Lebensraumverbesserung für den Weißstorch
Das nördliche Suletal, am Stadtrand von Sulingen, besteht überwiegend aus Feuchtgrünland. Von dem etwa 70 ha großen Projektgebiet gehören 10 ha der Stiftung Naturerbe Landkreis Diepholz und weitere Flächen der Stadt Sulingen. Das nördliche Suletal ist Nahrungsgebiet für den Weißstorch, der hier seit einigen Jahren regelmäßig auftaucht und 2005 erstmals seit mehr als 50 Jahren wieder erfolgreich gebrütet hat. Der NABU unterstützt die Stadt Sulingen in ihrem Bemühen, die extensive Grünlandnutzung in dem Gebiet zu erhalten und die Lebensbedingungen für die Störche zu verbessern. Dazu wurden bereits eine Nisthilfe aufgestellt, verschiedene Kleingewässer angelegt und storchenfreundliche Bewirtschaftungsweisen gefördert. Im Frühjahr 2006 kam leider nur das Männchen zurück, zu erkennen an seinem gebrochenen Fuß, und blieb den ganzen Sommer über allein. Viele Storchenfreunde in Sulingen hoffen, dass es in den nächsten Jahren wieder zu erfolgreichen Bruten kommt.

Die Tafeln
Am Mittwoch dem 12.03.2008 weihte der NABU Sulingen im nördlichen Suletal, unter Mitwirkung von Bürgermeister Harald Knoop und Helmut Weiß, Leiter der GLL die Infotafeln zum „Lebensraum für Weißstörche“ feierlich ein.

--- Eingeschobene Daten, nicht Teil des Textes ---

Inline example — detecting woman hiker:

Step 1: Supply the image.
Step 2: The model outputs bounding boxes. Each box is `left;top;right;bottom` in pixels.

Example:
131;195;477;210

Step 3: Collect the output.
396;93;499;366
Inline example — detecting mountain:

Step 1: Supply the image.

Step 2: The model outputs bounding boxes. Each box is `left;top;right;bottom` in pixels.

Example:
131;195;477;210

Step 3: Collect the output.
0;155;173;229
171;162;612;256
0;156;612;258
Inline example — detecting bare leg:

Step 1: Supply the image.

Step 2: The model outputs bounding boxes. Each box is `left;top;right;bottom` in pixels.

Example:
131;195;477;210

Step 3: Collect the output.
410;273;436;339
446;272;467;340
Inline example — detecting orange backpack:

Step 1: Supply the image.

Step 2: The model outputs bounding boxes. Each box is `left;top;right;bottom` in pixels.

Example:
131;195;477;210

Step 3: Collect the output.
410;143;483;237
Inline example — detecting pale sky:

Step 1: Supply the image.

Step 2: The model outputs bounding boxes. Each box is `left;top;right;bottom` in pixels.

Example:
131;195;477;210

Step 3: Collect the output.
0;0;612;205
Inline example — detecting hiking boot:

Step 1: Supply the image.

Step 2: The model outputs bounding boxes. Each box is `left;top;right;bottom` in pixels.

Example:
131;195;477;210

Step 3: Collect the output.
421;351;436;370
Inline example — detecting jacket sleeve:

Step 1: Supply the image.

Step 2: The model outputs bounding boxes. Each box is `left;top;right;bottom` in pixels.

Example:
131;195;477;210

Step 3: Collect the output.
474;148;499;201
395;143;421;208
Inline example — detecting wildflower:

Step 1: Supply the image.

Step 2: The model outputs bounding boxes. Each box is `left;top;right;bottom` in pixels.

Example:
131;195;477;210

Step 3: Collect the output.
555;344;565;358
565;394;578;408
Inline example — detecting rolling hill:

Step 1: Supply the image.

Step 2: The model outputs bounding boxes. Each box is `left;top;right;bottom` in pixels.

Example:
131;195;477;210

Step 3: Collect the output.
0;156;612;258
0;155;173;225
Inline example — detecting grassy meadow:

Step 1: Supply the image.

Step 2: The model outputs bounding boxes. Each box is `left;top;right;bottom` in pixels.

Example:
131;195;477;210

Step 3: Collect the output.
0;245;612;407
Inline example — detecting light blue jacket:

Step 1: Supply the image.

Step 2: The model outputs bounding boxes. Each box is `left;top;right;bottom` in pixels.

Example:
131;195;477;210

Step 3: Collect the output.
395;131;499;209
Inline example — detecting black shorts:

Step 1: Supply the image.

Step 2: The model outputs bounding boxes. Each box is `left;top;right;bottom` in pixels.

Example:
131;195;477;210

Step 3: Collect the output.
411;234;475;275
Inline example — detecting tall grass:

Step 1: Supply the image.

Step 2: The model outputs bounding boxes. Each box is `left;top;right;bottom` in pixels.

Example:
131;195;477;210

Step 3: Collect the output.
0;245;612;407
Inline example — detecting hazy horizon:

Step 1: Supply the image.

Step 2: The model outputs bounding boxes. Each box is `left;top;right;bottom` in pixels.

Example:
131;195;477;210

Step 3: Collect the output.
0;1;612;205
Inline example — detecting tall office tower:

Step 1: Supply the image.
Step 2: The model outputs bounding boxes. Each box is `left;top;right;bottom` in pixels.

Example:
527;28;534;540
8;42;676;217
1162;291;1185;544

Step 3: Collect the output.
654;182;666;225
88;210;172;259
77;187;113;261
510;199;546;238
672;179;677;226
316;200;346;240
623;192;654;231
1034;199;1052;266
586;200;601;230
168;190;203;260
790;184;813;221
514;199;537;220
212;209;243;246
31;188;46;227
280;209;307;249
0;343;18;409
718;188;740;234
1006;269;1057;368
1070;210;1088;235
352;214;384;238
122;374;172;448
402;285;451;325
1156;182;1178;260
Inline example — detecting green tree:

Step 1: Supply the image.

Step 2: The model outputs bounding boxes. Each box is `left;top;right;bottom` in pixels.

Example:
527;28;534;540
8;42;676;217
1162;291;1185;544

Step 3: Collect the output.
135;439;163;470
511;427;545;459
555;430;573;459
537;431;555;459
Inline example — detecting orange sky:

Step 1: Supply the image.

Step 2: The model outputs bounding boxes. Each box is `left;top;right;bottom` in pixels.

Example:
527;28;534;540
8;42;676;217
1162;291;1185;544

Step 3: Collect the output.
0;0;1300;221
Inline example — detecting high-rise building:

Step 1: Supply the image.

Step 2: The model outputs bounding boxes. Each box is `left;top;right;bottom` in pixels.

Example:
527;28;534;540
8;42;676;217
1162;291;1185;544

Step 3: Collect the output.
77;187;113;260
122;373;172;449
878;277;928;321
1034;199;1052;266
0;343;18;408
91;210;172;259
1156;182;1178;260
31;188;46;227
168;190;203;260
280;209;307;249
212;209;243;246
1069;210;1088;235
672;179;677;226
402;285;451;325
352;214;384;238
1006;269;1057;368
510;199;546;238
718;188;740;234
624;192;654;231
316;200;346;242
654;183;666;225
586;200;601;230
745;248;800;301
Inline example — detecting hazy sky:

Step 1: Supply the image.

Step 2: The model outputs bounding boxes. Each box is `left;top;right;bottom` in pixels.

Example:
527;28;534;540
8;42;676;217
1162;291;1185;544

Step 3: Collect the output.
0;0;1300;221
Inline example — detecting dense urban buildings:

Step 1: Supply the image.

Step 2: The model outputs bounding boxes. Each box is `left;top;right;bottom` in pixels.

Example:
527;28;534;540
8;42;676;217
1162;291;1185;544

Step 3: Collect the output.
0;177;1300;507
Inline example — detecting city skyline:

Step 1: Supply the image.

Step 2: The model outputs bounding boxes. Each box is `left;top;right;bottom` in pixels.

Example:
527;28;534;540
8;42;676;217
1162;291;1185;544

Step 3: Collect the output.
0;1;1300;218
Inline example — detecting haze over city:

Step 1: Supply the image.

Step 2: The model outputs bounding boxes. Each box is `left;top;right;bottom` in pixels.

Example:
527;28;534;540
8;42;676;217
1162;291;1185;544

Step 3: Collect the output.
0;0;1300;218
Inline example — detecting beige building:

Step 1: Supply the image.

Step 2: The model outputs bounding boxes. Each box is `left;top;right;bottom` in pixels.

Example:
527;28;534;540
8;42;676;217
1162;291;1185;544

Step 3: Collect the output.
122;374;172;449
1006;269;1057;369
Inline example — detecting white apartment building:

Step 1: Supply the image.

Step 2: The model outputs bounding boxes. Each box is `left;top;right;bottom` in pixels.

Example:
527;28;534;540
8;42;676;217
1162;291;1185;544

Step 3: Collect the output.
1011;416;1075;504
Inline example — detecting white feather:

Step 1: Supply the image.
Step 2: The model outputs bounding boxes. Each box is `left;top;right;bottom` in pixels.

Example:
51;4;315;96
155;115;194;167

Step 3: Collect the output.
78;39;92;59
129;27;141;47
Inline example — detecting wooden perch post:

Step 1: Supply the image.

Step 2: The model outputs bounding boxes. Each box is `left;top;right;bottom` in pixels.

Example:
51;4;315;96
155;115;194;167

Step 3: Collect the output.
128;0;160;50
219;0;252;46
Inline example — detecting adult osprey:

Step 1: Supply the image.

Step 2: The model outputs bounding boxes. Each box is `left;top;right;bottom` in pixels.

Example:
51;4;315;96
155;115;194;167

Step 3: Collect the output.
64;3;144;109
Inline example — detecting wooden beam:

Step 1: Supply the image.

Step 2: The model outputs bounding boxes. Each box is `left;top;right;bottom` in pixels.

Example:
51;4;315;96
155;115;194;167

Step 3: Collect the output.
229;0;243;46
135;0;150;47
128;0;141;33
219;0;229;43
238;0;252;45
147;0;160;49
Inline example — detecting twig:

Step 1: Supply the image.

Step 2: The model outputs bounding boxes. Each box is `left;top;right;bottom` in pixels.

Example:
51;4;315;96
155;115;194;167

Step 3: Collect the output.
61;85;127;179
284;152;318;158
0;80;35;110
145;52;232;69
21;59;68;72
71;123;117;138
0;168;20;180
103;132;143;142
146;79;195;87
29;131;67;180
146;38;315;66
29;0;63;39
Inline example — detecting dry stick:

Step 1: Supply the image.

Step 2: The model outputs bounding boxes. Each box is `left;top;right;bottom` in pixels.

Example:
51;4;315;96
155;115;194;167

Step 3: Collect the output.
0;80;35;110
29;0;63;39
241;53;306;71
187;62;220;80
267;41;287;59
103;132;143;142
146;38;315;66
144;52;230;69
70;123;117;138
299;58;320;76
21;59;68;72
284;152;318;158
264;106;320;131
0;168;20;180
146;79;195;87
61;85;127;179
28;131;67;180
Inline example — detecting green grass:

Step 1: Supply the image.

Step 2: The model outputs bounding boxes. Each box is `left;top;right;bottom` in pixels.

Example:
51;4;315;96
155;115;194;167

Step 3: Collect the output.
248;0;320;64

Kay-Uwe Groth, stellvertretender Vorsitzender des NABU Sulingen wies bei der Einweihung darauf hin , dass der Storch nicht nur neben seinen bekannten Aufgaben, der „Zustellung von Nachwuchs“ und als Glücksbringer, in Thüringen auch die Aufgaben des Osterhasen übernimmt.
Er dankte in seiner Rede, der Stadt Sulingen und der GLL sowie der Lottostiftung für ihre Unterstützung. Besonderer Dank ging an Wilhelm Nuttelmann für seine Arbeit an der Storchenstatistik in Sulingen und an Günter Tebelmann , der die Infokästen baute.